Comme toujours, Tariq Ramadan utilise un double langage. Il condamne mais très habilement fait allusion à la situation des Palestiniens et associe la Bible et le Coran qui, dans certains passages, ont trait à des situations de guerre. "Mohamed Merah est l'enfant de deux rencontres : celle d'une compréhension idéologique de la religion qu'il faut condamner, et celle d'une société dans laquelle il n'a jamais trouvé sa place." Son analyse est bien différente de celle des autres chroniqueurs.

 

Un père indécent titre Le Point en citant Mohamed Benalel Merah, âgé de 71 ans qui envisage de porter plainte contre la France pour avoir tué son fils.

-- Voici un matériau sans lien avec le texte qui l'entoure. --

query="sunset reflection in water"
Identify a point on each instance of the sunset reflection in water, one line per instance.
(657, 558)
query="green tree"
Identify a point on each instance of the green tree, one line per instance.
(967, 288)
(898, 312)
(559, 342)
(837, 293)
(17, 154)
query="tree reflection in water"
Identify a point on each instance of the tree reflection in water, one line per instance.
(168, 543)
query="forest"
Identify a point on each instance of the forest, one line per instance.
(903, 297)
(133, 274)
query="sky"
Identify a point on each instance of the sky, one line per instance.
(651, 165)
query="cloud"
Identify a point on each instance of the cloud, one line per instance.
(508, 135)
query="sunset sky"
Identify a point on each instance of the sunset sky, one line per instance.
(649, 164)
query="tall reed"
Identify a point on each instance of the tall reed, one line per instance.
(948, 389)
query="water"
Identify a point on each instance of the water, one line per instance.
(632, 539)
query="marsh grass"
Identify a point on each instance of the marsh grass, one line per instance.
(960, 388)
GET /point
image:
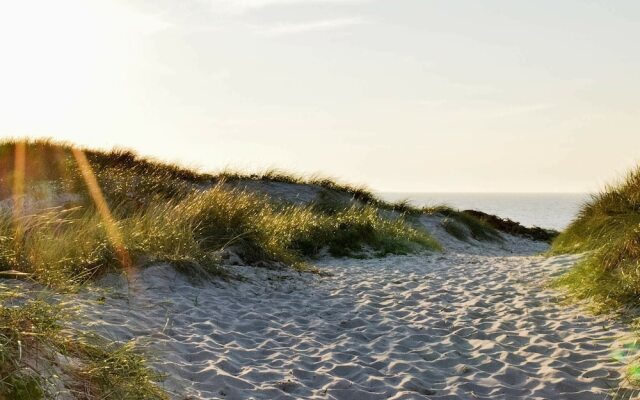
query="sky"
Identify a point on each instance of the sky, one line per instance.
(400, 95)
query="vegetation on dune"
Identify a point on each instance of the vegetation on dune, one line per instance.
(67, 218)
(463, 225)
(162, 213)
(33, 340)
(608, 229)
(514, 228)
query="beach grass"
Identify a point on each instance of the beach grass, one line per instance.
(607, 231)
(71, 214)
(34, 337)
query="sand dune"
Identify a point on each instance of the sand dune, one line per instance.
(454, 326)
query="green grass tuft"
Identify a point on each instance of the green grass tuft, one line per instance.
(608, 229)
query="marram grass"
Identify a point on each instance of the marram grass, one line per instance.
(607, 230)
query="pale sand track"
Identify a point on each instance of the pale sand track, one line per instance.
(454, 326)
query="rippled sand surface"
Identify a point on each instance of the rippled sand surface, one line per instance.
(454, 326)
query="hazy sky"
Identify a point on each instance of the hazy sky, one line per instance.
(402, 95)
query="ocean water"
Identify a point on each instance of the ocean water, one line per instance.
(546, 210)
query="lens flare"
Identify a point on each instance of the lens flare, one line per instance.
(18, 189)
(113, 233)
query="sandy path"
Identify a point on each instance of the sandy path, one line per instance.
(413, 327)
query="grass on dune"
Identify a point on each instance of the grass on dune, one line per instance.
(32, 333)
(608, 229)
(167, 214)
(159, 213)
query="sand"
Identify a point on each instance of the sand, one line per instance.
(432, 326)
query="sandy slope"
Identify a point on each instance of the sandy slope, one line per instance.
(455, 326)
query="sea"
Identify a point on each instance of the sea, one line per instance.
(546, 210)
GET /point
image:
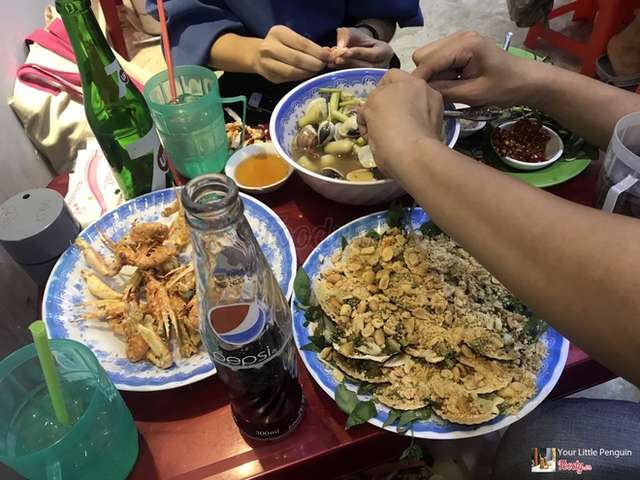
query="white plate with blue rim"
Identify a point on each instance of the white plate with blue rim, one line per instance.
(557, 345)
(66, 288)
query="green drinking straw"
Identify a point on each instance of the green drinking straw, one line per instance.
(39, 332)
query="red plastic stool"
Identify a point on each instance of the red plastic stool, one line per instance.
(607, 17)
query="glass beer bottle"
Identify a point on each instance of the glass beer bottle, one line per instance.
(116, 110)
(245, 320)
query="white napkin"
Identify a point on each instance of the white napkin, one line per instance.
(93, 190)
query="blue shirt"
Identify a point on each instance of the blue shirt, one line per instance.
(195, 24)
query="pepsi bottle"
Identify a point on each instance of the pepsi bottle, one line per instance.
(245, 320)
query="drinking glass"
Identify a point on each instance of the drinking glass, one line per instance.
(101, 441)
(192, 130)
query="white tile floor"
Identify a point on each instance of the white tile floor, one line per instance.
(470, 458)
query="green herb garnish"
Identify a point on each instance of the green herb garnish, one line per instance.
(358, 411)
(301, 286)
(397, 216)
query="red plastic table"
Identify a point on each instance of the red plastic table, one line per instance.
(188, 433)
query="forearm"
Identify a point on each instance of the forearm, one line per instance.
(385, 28)
(574, 266)
(581, 104)
(234, 53)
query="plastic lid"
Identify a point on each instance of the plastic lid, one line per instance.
(36, 226)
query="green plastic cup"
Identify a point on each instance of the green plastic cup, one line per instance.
(193, 130)
(102, 441)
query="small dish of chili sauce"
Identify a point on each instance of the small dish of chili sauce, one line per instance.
(526, 144)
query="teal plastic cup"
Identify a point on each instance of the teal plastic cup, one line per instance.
(101, 441)
(192, 131)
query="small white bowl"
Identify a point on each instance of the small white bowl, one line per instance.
(555, 147)
(249, 151)
(464, 130)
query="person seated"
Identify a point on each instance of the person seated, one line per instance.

Vivant en Algérie depuis 1994, il a quitté ses cinq enfants alors que Mohamed n'avait que cinq ans et qu'il avait été incarcéré quatre ans pour trafic de stupéfiants. On sait qu'une dizaine d'avocats envisagent de défendre sa plainte dont deux seraient très connus. A désespérer !

 

Je voudrais signaler le livre de Mohamed Sifaoui, paru chez Armand Colin, en 2010 : "Pourquoi l'islamisme séduit-il ?" Je l'avais trouvé très intéressant et j'y avais consacré un billet, sur mon blog, le 21 avril 2010.

 

Notre siècle est celui des progrès techniques mais, malheureusement, pas celui des valeurs universelles. Hegel pourrait-il encore dire maintenant ce qu'il affirmait en 1830 : "La raison gouverne le monde et par conséquent gouverne et a gouverné l'histoire universelle."